Dosyaya sunulan, davacı ve davalı ile dava dışı …AŞ. … şubesi arasında 01/02/2021 tarihinde düzenlenen “Protokol” başlıklı sözleşmenin 2.maddesinde; … A.Ş bünyesindeki otel faaliyetinde bulunan işletmenin Türk Ticaret Kanunu uyarınca bölünerek yeni kurulan grup şirketi … Şirketine devredildiği, bölünmenin sonucu olarak otelin işletilmesi için … tarafından akdedilen tüm sözleşmelerin devralan … şubeye devredildiği aynı sözleşmenin, 3.maddesinde; protokolün tedarikçi ve devreden arasında imzalanan ve protokol ekinde yer alan 04/04/2019 tarihli Elektrik Enerjisi Satış Sözleşmesinin, sözleşmeye ek olarak imzalanan 02/12/2020 tarihli protokolde yer alan tüm hak ve yükümlülüklerin devralana devredilmesi konusunda tarafların mutabakatını içerdiğinin kararlaştırıldığı anlaşılmaktadır.

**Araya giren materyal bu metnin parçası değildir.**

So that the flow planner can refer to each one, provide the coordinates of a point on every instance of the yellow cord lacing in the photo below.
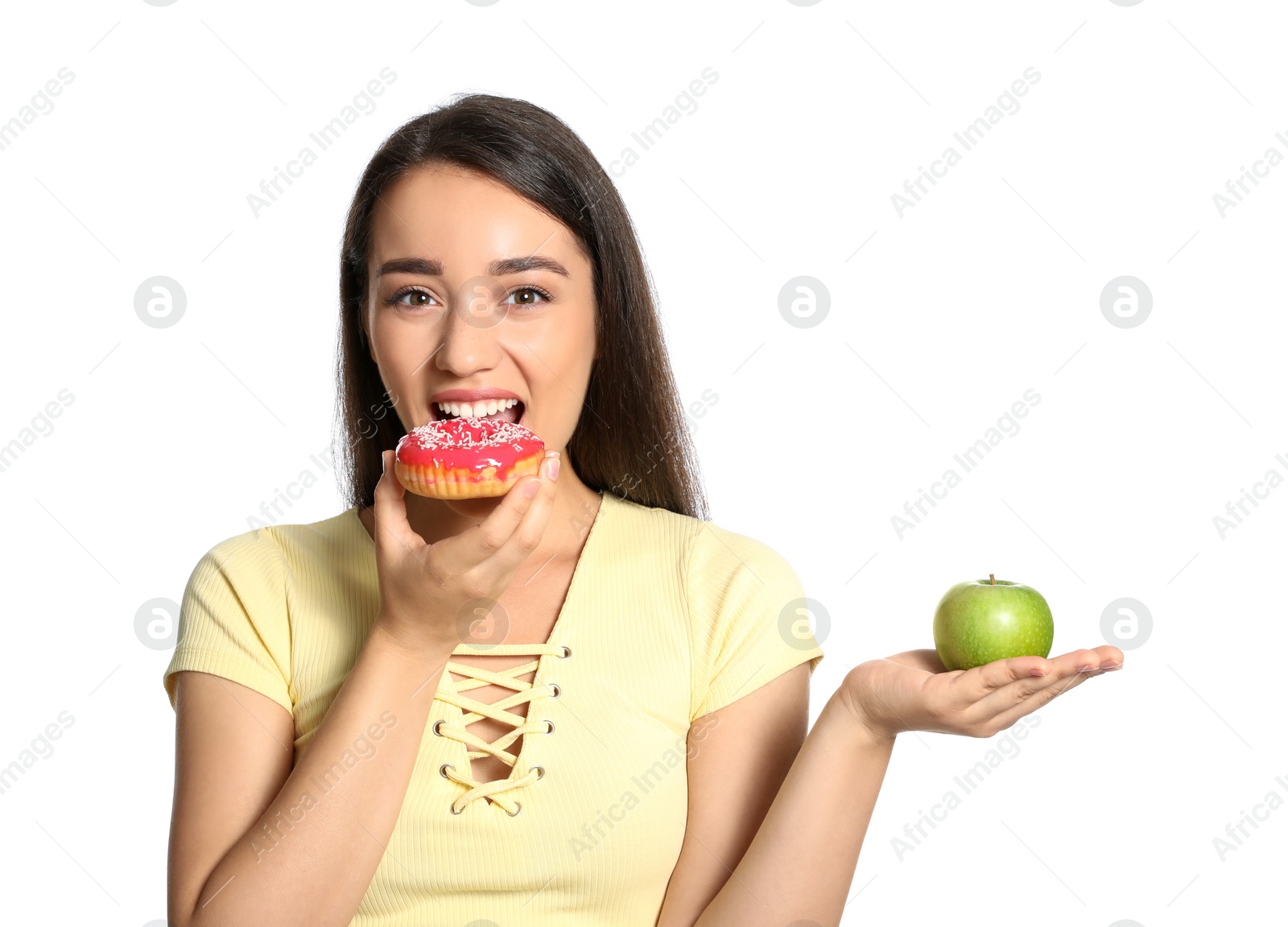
(473, 711)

Davacının tarafı haline geldiği 04/04/2019 tarihli Elektrik Enerjisi Satış Sözleşmesinin “Birim Satış Fiyatı ve Tedarik Tarihleri” başlıklı 10.maddesinde birim satış fiyatının 0,417 TL/ kWh olarak kararlaştırıldığı ve tüketim noktalarının …, …, … abone nolu adresler olarak belirlendiği, yine davacının taraf haline geldiği 02/12/2020 tarihli “ek protokol-1 başlıklı sözleşmede Elektrik Enerjisi Satış Sözleşmesinin süresinin satış bilgileri formunda belirtilen şartlarla 31/12/2021 tarihine kadar uzatılması hususunda anlaşmaya varıldığı, 03/08/2020 tarihli satış bilgileri formu ek-1’de tedarik başlangıç tarihinin 01/01/2021, sözleşme bitiş tarihinin 31/12/2021 olarak kararlaştırıldığı “sabit birim fiyat” yazılı satırın işaretlendiği ve birim fiyatın 496 TL/ MWh olarak kararlaştırıldığı sayaç bilgileri formu ek-2’de tüketim noktasının Göltürkbükü mahallesi 314 sokak no:10 Bodrum/ Muğla adresi olarak belirlendiği anlaşılmıştır.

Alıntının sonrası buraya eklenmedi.